The author makes it clear exactly where these prohibitions came from. Plantation society was rigidly hierarchical, after all,
particularly on the heels of the Civil War and the economic hardships that came with Reconstruction. The only permissible path
upward for hard-working, ambitious African Americans was indirect. A meteoric rise, or too obvious an appearance of prosperity,
would be swiftly punished. To enable the slow but steady advance of their clan, the black women of Cane River plot, plead, deceive,
and manipulate their way through history, extracting crucial gifts of money and property along the way. In the wake of a visit
from the 1880 census taker, the aged Elisabeth reflects on how far they had come.
When the census taker looked at them, he saw colored first, asking questions like single or married, trying to introduce shame
where there was none. He took what he saw and foolishly put those things down on a list for others to study. Could he even understand
the pride in being able to say that Emily could read and write? They could ask whatever they wanted, but what he should have been
marking in the book was family, and landholder, and educated, each generation gathering momentum, adding something special to the brew.

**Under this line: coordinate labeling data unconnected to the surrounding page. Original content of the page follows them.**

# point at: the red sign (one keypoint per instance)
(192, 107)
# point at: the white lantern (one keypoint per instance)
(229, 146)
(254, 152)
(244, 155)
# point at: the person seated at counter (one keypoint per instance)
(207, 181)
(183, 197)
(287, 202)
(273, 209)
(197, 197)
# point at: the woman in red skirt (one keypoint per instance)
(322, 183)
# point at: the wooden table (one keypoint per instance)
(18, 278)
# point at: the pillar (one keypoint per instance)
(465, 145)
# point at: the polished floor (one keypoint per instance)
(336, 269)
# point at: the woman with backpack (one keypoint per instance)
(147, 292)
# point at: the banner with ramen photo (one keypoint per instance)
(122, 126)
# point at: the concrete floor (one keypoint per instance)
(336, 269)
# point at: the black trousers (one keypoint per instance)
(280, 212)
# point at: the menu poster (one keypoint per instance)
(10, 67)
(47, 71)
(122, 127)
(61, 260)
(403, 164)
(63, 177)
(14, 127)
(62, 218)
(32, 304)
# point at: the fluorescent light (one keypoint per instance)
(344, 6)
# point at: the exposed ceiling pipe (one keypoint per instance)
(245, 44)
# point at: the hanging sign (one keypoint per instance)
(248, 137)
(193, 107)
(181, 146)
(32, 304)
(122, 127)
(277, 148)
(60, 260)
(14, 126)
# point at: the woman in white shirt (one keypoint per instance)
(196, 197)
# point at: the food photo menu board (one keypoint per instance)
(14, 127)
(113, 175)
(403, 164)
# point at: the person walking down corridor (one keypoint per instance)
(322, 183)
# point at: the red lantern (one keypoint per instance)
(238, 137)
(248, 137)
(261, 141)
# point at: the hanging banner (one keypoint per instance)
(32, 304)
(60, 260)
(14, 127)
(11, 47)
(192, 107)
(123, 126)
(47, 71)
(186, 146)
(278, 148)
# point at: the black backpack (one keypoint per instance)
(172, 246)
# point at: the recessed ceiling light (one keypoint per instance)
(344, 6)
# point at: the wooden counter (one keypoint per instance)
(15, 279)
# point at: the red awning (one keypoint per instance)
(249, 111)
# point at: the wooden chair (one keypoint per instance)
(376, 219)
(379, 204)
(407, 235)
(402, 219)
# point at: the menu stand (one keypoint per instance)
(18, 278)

In her introduction, Tademy explains that as a young woman, she failed to appreciate the love and reverence with which her mother
and her four uncles spoke of their lively Grandma 'Tite (short for "Mademoiselle Petite"). She resented her great-grandmother's
skin-color biases, which were as much a part of Tademy's memory as were her great-grandmother's trademark dance moves. But the old
stories haunted the author, and armed with a couple of pages of history compiled by a distant Louisiana cousin, she began to piece
together a genealogy. The result? Tademy eventually left her position as vice president of a Fortune 500 company and set to work on
Cane River, in which she has deftly and movingly reconstructed the world of her ancestors.